Embeddings & RAG

NobodyWho provides Encoder and CrossEncoder classes for building retrieval-augmented generation (RAG) pipelines entirely on-device.

Embeddings

An Encoder converts text into a numerical vector (embedding) that captures its semantic meaning. Texts with similar meanings will have similar embeddings.

import NobodyWho

let encoder = try await Encoder.fromPath(modelPath: "/path/to/embeddings.gguf", contextSize: 512, useGpu: true)

let embedding1 = try await encoder.encode("The cat sat on the mat")
let embedding2 = try await encoder.encode("A feline rested on the rug")
let embedding3 = try await encoder.encode("The stock market crashed today")
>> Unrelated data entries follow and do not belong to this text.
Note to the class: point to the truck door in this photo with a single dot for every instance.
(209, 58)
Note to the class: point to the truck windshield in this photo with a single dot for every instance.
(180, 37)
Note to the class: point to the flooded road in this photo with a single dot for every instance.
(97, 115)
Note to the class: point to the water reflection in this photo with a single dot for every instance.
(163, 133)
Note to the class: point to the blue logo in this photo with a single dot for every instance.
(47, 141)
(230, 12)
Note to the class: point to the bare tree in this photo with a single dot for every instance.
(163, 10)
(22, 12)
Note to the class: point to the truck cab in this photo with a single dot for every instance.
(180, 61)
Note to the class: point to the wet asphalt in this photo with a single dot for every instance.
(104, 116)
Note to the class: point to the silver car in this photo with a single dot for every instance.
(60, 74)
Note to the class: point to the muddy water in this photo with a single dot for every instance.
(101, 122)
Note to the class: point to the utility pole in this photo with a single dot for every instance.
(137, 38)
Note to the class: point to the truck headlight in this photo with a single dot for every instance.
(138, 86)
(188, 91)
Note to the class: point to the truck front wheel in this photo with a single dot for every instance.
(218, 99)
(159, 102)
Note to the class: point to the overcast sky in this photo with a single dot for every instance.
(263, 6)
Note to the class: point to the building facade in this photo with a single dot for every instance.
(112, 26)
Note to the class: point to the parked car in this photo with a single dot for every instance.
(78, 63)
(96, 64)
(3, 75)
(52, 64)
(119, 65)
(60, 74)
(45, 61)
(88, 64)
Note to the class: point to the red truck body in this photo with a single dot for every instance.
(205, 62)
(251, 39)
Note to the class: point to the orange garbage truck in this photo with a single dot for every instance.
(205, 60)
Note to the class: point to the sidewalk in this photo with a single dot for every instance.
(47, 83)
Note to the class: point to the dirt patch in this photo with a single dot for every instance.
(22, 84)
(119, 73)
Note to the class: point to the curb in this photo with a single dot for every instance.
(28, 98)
let similar = cosineSimilarity(a: embedding1, b: embedding2)    // High similarity
let different = cosineSimilarity(a: embedding1, b: embedding3)  // Low similarity

You can also create an encoder from an already-loaded model:

let model = try await Model.load(modelPath: "/path/to/embeddings.gguf", useGpu: true)
let encoder = Encoder(model: model, contextSize: 512)

Cross-Encoder for reranking

A CrossEncoder takes a query and a list of documents and scores each document by its relevance to the query. Unlike embeddings (which are computed independently), a cross-encoder processes the query and document together, giving more accurate relevance scores.

let crossEncoder = try await CrossEncoder.fromPath(modelPath: "/path/to/reranker.gguf", contextSize: 512, useGpu: true)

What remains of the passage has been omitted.